Come si trasmette la malaria. Video di Medici senza Frontiere

Sviluppare un vaccino antimalarico si dimostra particolarmente difficile innanzitutto a causa dell’espressione genica differenziale di ogni fase del ciclo di vita e del notevole polimorfismo di molti antigeni del parassita. “La complessità antigenica è enorme – sottolinea Pellizer –, quindi serve fare ricerca per capire, su questo mosaico enorme di geni e di proteine, quale sia effettivamente il target di un possibile vaccino, quale sia l’antigene da usare per ottenere una risposta valida contro il parassita. Il parassita della malaria, inoltre, ha un ciclo complesso, dunque su quale fase è meglio concentrarsi? La più semplice è quella iniziale: se si blocca la fase iniziale dello sporozoita, questo non entra nelle cellule del fegato e non inizia quel ciclo vitale che conduce alla malattia. Ma anche all’interno dello sporozoita la complessità è altrettanto enorme”.  

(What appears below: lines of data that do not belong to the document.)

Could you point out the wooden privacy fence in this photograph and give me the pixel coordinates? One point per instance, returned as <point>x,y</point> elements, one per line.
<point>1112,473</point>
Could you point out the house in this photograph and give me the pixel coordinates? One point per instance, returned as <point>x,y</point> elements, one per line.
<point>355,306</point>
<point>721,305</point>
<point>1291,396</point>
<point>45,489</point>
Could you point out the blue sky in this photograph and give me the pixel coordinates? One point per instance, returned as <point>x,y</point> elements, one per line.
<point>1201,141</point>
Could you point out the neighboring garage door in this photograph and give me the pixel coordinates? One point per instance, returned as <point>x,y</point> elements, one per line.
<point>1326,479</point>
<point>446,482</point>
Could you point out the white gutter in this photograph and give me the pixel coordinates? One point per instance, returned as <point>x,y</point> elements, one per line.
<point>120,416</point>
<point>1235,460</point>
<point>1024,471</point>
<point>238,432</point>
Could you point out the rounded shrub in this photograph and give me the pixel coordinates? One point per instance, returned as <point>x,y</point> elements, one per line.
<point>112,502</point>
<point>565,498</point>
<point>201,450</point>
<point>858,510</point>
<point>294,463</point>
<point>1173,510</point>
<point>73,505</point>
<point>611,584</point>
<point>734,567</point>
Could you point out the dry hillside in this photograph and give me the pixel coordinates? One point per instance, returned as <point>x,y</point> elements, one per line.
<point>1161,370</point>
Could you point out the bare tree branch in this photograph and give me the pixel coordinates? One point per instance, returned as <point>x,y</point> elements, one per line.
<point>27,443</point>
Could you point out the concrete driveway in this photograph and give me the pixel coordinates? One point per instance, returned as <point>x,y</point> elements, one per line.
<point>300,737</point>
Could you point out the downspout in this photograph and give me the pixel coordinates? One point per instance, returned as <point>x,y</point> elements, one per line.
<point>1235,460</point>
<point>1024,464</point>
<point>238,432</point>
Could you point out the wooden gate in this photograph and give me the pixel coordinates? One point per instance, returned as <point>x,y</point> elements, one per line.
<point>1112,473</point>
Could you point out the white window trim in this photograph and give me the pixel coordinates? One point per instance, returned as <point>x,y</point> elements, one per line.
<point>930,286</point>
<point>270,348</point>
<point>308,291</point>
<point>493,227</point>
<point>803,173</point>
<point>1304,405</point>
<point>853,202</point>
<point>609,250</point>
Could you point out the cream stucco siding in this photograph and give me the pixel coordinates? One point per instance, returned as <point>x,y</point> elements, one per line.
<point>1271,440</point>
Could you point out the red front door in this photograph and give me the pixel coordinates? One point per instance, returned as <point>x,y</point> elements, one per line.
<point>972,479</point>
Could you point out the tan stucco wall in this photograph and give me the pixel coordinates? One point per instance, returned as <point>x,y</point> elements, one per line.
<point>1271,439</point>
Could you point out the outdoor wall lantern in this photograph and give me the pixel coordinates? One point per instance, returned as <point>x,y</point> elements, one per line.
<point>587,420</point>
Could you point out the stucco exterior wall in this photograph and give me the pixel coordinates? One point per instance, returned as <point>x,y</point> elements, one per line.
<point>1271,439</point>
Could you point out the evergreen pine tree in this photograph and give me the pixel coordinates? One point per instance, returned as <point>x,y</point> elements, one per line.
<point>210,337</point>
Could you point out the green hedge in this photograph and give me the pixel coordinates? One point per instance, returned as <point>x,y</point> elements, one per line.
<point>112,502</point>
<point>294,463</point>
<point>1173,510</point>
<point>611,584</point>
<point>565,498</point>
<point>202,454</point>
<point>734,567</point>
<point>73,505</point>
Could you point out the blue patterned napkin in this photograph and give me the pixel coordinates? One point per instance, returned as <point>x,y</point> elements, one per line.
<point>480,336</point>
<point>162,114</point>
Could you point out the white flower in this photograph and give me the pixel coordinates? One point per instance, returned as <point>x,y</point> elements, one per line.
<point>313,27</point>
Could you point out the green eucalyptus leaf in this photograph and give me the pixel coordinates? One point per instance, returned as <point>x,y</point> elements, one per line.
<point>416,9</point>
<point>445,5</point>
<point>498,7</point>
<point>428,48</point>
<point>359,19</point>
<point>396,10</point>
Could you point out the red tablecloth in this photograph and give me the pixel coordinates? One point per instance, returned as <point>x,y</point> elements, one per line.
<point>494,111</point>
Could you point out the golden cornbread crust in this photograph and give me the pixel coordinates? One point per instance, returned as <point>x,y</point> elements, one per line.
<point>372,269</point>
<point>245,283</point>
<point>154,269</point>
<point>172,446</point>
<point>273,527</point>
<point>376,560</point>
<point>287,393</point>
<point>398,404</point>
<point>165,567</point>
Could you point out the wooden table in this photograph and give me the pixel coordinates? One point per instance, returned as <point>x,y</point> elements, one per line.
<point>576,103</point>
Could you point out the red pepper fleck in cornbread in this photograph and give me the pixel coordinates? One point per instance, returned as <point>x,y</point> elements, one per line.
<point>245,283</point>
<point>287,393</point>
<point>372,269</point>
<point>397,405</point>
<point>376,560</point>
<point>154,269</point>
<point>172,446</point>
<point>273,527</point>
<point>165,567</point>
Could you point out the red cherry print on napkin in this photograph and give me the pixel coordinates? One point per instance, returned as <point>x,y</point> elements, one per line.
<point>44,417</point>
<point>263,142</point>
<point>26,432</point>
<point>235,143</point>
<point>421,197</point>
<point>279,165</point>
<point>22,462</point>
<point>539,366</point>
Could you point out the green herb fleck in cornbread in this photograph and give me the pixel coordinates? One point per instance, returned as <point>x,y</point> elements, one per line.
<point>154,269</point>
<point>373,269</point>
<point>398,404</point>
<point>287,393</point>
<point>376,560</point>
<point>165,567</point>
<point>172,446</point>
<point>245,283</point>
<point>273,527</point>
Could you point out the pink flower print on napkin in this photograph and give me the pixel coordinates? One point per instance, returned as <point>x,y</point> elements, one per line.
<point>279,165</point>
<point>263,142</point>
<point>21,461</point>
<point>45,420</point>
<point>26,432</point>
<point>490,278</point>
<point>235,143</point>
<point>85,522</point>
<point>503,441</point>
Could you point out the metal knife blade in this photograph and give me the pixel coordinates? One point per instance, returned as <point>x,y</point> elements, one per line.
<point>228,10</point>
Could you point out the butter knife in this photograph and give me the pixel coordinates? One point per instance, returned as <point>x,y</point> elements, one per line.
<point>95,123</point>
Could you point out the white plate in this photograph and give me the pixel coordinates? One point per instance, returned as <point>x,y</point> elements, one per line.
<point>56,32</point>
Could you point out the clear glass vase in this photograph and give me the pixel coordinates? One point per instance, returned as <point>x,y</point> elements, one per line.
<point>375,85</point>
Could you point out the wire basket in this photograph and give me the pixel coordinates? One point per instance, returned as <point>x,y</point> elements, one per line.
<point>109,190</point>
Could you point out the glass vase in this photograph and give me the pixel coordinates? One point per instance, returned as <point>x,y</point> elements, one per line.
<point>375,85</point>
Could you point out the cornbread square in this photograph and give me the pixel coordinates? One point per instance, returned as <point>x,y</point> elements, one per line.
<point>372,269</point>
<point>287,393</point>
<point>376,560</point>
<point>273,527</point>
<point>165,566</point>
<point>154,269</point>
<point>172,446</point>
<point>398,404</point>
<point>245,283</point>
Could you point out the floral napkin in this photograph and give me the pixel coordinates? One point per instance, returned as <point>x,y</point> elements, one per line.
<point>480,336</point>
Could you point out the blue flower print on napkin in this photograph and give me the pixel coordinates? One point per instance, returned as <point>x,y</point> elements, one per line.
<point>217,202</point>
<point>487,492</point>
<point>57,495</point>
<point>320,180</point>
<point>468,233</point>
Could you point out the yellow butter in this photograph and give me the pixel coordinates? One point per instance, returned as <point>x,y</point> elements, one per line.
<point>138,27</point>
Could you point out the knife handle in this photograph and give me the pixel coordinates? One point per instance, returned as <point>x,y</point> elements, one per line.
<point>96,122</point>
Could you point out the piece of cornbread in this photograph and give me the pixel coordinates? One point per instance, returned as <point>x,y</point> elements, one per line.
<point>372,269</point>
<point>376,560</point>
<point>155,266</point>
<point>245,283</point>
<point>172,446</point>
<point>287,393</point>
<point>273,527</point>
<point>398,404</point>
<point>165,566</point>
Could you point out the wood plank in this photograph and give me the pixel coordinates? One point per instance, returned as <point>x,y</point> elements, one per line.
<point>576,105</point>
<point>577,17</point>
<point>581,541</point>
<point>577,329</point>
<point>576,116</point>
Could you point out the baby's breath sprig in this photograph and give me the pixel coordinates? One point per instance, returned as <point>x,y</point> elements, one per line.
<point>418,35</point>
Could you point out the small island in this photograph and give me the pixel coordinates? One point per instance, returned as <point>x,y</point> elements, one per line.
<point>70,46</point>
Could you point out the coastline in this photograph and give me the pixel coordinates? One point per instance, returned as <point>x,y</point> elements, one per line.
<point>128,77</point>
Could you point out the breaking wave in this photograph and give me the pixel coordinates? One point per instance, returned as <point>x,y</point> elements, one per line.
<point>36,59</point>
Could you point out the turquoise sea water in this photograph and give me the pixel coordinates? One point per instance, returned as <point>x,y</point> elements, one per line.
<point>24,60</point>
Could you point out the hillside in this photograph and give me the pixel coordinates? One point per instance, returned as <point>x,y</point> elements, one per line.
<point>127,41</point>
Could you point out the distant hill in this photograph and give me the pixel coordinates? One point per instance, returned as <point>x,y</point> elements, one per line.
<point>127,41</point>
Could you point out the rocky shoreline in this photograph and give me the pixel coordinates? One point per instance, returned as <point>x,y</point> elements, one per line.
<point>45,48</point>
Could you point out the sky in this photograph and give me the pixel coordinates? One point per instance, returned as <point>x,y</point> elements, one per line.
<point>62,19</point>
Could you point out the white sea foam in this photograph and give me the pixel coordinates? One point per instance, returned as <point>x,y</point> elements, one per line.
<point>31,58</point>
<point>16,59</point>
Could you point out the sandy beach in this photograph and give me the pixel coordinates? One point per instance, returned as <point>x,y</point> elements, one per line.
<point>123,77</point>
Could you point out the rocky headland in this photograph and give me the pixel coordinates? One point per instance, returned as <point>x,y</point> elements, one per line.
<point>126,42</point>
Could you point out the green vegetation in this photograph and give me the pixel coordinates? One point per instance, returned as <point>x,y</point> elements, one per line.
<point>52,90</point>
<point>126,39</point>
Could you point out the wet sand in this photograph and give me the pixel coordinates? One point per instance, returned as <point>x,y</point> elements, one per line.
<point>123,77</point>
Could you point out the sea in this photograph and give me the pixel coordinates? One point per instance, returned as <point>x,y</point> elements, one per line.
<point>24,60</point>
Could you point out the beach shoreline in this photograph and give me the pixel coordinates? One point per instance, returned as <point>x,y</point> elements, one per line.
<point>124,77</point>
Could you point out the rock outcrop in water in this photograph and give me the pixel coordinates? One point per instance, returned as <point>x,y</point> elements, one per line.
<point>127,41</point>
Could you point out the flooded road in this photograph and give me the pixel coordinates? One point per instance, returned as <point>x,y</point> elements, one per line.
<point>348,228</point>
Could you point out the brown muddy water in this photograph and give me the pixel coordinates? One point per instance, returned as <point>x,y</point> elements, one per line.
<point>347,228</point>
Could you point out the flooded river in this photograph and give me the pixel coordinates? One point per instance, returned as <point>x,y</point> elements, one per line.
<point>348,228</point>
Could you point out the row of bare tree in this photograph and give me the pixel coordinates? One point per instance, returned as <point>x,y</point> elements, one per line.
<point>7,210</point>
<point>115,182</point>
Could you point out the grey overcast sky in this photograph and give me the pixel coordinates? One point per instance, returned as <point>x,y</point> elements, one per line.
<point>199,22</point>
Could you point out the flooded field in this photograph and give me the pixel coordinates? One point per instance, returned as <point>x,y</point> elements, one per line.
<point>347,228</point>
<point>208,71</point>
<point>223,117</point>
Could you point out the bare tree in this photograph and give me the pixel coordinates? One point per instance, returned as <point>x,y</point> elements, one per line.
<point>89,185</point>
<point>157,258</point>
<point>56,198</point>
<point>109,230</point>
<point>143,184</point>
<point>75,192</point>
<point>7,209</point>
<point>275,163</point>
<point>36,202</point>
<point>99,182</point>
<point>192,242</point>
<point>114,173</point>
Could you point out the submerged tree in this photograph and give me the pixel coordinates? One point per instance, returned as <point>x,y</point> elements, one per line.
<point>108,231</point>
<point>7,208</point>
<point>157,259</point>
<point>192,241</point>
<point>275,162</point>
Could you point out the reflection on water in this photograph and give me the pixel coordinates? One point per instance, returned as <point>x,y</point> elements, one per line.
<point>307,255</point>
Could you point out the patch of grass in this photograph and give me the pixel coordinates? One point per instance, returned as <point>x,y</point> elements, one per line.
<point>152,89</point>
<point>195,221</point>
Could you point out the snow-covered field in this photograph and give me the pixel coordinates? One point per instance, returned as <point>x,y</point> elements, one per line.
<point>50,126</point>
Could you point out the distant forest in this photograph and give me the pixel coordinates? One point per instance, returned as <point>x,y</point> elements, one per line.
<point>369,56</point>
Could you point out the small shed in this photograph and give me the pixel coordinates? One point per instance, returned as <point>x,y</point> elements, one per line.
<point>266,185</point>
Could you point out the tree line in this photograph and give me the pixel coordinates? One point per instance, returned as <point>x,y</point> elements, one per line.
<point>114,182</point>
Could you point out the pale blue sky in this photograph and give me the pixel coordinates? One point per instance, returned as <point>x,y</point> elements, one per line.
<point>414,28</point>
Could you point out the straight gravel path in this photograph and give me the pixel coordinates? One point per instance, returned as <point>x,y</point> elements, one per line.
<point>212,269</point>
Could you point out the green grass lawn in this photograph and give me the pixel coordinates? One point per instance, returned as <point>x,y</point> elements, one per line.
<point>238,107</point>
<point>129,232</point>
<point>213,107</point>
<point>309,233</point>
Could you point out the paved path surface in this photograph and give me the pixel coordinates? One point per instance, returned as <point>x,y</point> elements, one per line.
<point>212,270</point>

Secondo l’infettivologo, serve poi considerare anche la variabilità del contesto epidemiologico in cui il potenziale vaccino viene utilizzato – osservare dunque se si tratta di un ambiente in cui la malaria ha una diffusione intensa o meno – e la variabilità degli individui nella risposta al vaccino, che dipende a sua volta da fattori diversi (uno dei quali, per esempio, è la malnutrizione).   

Un altro aspetto da considerare sono le risorse a disposizione. I finanziamenti sono il motore della ricerca. “Ma se non c’è abbastanza volontà di investire in ricerca – sottolinea Pellizzer –, ovviamente si avranno ricadute sullo sviluppo dei vaccini. La ricerca sui vaccini dà sempre e comunque dei frutti”. Da tempo, per esempio, in ambito oncologico sono al vaglio terapie a base di Rna messaggero che “attrezzano” il sistema immunitario a combattere il cancro: ebbene, è stata utilizzata proprio questa tecnologia innovativa per sviluppare due dei vaccini attualmente in uso contro Covid-19 (Pfizer e Moderna).

Ci sono poi altri aspetti da considerare, secondo l’infettivologo. Una volta sviluppato un vaccino che si dimostri efficace, serve calarsi nella realtà in cui il prodotto andrà somministrato. “La malaria non circola nelle città, o meglio anche nelle città ma tra chi non ha acqua, tra i poveri, tra chi vive nelle zone periferiche. La malaria è la malattia di chi vive lontano dalle città, nei campi, nella savana. E dunque, una volta in possesso di un vaccino, bisogna poi essere in grado di distribuirlo. Non occasionalmente, ma ogni anno, in modo continuativo. Si deve raggiungere il target di popolazione interessata, cioè i bambini da sei mesi a un anno e mezzo, due e dunque è necessario fare i conti con i mezzi e le risorse che il Paese ha a disposizione. E questo potrebbe anche costituire un problema”. Garantire la copertura a tutti, conclude Pellizzer, significa garantire equità.